Dalla ricostruzione fatta dagli inquirenti, dietro il delitto «pianificato nei minimi dettagli» ci sarebbero gruppi criminali rivali in lotta per la supremazia nel mercato illegale della droga e per la gestione personalistica dell’assegnazione di alcuni alloggi popolari. Interessi che avrebbero portato al botta e risposta di fuoco. Il 55enne vittima dell’agguato, oltre a essere pregiudicato per reati legati al traffico di droga, è stato condannato per lesioni gravi procurate ad Antonio Di Maiuta. L’indagine, partita per tentato omicidio, riguardò un agguato generato dalla sete di vendetta per l’omicidio di Paolo Forestieri, vicino a Vizzini e ucciso da Enrico Di Maiuta, figlio di Antonio.

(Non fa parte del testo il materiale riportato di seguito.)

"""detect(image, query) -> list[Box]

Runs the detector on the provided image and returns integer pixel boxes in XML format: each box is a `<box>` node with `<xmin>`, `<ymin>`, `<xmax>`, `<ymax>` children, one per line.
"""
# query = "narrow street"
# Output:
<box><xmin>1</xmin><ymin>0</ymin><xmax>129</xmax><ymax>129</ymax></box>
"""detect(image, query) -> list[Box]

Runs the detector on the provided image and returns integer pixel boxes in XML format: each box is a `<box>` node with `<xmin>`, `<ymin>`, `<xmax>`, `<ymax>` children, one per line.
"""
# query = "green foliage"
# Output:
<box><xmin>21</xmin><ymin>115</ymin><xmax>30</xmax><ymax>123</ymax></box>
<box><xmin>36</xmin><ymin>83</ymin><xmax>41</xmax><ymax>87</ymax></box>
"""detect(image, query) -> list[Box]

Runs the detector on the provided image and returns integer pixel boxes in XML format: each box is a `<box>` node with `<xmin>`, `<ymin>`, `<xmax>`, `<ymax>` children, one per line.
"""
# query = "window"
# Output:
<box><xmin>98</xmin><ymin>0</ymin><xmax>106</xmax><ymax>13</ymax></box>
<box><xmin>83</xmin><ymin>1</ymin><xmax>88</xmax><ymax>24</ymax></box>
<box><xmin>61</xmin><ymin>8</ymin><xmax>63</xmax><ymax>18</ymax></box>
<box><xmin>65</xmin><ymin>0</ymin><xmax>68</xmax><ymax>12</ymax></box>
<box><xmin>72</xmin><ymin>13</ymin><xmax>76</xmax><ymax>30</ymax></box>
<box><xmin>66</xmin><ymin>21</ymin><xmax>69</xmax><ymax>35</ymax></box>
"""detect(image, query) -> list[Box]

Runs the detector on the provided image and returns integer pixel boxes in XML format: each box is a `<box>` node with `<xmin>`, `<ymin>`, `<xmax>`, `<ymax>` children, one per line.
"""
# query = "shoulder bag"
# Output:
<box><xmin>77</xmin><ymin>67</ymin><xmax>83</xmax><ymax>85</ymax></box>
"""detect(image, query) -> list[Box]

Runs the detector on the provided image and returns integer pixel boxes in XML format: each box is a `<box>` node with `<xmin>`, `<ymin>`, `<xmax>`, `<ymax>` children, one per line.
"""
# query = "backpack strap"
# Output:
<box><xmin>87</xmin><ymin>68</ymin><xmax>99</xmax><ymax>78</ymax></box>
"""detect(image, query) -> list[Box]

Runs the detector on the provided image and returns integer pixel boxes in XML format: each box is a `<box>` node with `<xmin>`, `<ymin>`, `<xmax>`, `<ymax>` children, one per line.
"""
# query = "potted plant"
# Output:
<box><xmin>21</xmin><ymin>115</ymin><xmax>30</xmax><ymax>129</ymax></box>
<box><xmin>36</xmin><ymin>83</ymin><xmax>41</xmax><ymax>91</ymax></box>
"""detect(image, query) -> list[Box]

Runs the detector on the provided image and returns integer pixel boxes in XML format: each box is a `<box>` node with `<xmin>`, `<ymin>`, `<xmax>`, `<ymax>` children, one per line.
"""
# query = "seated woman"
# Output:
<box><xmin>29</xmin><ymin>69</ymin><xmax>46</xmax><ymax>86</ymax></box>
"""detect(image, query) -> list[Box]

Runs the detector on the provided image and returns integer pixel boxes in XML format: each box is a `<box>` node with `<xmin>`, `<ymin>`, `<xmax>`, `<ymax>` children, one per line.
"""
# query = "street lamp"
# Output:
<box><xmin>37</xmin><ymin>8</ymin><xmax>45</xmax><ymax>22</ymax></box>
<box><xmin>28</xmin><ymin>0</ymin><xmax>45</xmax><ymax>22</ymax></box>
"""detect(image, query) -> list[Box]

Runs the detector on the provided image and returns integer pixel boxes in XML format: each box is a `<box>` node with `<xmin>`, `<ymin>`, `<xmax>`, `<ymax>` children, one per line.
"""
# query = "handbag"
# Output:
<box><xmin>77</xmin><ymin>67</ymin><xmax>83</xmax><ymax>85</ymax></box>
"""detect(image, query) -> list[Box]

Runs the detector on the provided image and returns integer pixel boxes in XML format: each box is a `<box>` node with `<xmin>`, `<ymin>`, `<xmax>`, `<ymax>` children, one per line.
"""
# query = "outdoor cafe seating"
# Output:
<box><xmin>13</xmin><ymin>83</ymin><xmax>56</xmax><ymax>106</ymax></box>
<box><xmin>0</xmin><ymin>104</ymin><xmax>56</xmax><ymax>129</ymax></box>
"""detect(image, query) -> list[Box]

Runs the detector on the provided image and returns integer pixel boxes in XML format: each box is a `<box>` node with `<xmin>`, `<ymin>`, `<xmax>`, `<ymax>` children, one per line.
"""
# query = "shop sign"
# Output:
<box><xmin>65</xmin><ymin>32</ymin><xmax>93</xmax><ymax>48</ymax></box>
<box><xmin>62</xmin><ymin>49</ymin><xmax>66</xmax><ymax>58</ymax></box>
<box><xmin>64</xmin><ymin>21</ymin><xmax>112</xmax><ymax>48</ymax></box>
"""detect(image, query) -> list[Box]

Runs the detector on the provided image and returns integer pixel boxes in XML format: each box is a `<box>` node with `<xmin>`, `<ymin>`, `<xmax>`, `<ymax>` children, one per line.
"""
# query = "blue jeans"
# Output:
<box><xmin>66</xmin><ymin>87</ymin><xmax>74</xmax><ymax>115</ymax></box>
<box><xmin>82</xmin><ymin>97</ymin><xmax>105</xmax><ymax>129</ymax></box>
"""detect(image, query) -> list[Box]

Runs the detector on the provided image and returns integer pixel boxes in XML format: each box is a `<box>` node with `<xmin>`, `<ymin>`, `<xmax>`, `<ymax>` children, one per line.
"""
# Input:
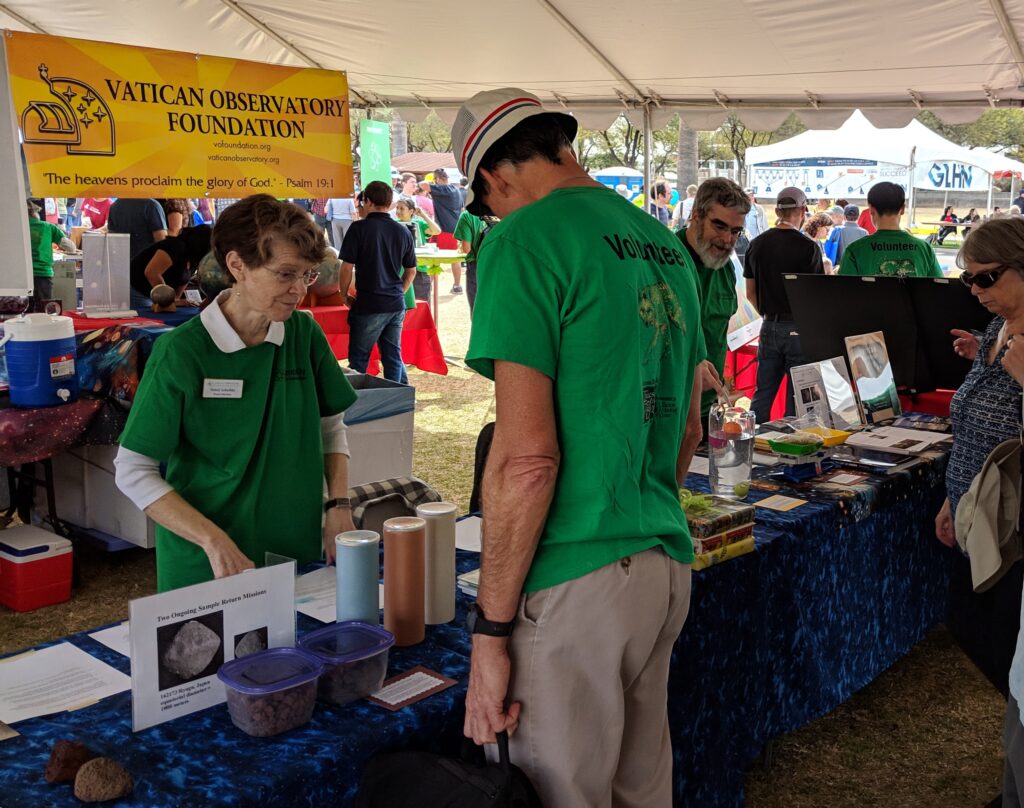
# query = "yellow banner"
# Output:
<box><xmin>6</xmin><ymin>30</ymin><xmax>353</xmax><ymax>198</ymax></box>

Sullo sfondo del suo omicidio resta anche una trama di legami: Corrado Vizzini è parente alla lontana di Giuseppe Vizzini – detto Peppe Marcuotto – braccio destro e socio in affari (i rispettivi figli sono titolari dell’azienda agricola La Fenice) del boss Salvatore Giuliano e condannato lo scorso dicembre, insieme ai figli Simone e Andrea, per la bomba carta messa sotto l’autovettura dell’avvocata Adriana Quattropani.
Il figlio di Corrado Vizzini, Giovanni, è stato arrestato a febbraio del 2018 perché ritenuto responsabile del tentato omicidio di Giuseppe Aprile, uno dei tre fratelli al servizio del boss Giuliano. Anche questo episodio, avvenuto davanti al bar Scacco Matto (di proprietà di Pietro Giovanni Spataro, figlio dell’ex assessore e consigliere comunale Salvatore Spataro), per gli inquirenti si inseriva nel filone del «regolamento di conti tra bande per il controllo del mercato della droga e delle estorsioni» nella zona tra Portopalo e Pachino. L’azione di Giovanni Vizzini era stata considerata una risposta all’aggressione subita nella stessa sera dal padre Corrado all’interno della sua abitazione. Alcuni vicini di casa, infatti, avevano segnalato l’esplosione di diversi colpi d’arma da fuoco.